The project will monitor infections and mortalities from neonatal herpes in the UK and Ireland over two years with doctors from the Royal Alexandra Children’s Hospital and St George’s University of London Hospital.
In future, Kit’s parents hope to help make neonatal herpes a “notifiable” disease which would mean medical teams have a statutory duty to report it, to fund research into potential vaccines, and to work with the NHS to train medical professionals to spot and treat the infection.
James hopes future research will uncover more about the infection, as some studies suggest it is on the rise.
“A study from Nottingham suggests more than one baby a week is dying from it. Like all charities, we want to nullify that - to make ourselves redundant,” he says.
Their work comes against a backdrop of rising neonatal deaths in the UK, where babies are now more likely to die in their first month than in Cuba and Latvia according to UNICEF. “Having been to Cuba recently that is absolutely shocking,” James says. “There is a lot to be done.”
The couple are holding a mini music festival in Brighton on 15 September, the day before what would have been Kit’s first birthday, featuring Fujiya & Miyagi, Alice Russell and TM Juke. All proceeds will support the charity’s work. Tickets are available via Ticket Source.
Commenting on the family’s story, Nicola Ranger, chief nursing officer for the Brighton & Sussex University Hospitals NHS Trust, told HuffPost UK: “Our thoughts and deepest condolences are with Kit’s family. Kit died having contracted HSV infection, which is known to be very rare and can often be very difficult to diagnose.

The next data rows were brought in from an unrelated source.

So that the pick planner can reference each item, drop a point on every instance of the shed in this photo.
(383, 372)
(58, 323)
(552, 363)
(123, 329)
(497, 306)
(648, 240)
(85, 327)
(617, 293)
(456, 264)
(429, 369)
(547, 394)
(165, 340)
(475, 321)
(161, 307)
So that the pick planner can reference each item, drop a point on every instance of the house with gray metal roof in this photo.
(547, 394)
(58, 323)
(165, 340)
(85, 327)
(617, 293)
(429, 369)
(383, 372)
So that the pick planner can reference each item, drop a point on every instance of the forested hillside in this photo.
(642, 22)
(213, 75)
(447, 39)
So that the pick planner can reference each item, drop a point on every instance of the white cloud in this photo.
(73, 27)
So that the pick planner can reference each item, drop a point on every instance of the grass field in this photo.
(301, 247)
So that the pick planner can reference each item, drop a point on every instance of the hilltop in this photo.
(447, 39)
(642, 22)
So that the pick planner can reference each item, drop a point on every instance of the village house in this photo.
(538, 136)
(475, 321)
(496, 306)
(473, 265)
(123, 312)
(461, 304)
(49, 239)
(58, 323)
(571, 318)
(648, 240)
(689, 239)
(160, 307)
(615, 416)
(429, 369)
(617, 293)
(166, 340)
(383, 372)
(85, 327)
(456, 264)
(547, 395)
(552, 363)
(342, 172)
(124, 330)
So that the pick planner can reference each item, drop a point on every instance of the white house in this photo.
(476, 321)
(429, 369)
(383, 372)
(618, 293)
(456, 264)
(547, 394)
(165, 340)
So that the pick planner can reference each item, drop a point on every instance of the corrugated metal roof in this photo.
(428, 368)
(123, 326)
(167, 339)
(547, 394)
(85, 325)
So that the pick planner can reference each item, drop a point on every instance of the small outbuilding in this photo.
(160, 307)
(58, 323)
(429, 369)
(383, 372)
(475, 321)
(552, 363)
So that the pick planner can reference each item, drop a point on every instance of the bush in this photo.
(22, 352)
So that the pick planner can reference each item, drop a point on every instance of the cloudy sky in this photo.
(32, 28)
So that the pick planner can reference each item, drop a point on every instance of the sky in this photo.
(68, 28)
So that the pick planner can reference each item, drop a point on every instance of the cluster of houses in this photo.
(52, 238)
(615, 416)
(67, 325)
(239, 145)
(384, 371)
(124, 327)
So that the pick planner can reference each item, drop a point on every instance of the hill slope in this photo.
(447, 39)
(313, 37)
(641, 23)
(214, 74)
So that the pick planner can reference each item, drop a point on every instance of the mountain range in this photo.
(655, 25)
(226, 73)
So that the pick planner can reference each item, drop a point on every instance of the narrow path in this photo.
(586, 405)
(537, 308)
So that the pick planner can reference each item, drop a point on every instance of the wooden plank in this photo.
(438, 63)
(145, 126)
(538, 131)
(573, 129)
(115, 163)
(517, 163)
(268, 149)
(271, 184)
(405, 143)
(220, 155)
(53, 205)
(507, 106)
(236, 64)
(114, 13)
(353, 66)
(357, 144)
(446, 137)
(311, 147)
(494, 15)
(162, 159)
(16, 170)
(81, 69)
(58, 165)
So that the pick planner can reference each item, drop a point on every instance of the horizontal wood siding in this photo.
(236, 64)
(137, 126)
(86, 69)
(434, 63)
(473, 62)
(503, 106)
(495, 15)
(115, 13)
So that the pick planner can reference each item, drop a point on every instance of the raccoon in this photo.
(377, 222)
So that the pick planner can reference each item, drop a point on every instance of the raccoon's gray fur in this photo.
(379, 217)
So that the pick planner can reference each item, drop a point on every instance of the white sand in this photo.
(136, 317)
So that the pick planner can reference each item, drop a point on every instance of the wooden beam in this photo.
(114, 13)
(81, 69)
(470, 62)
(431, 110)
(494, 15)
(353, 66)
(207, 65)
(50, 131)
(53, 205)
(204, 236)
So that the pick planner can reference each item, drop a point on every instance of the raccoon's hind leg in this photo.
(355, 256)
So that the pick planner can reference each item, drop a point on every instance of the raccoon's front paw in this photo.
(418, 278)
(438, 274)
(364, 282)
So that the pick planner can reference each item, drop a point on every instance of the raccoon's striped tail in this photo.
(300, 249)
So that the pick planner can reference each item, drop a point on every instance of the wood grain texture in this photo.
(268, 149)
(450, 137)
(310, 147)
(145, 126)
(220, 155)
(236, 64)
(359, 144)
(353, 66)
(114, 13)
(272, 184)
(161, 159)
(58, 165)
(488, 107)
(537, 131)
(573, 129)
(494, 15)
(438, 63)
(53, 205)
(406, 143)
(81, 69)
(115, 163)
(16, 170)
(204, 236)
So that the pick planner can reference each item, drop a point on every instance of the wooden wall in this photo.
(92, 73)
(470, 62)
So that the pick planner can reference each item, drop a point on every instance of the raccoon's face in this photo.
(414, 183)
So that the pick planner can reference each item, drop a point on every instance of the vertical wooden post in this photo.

“We have been keen to learn as much as we can from Kit’s death. We are supporting the Kit Tarka Foundation to raise the profile of neonatal HSV infection and absolutely support the Foundation’s mission and vision.
“We have also worked closely with the local Rockinghorse Charity, Kit’s parents and Dr Katy Fidler to engage the British Paediatric Surveillance Unit on a national audit of neonatal HSV infections. Our hope would be that this work will inform the more effective prevention, identification and treatment of neonatal HSV infection in the future.”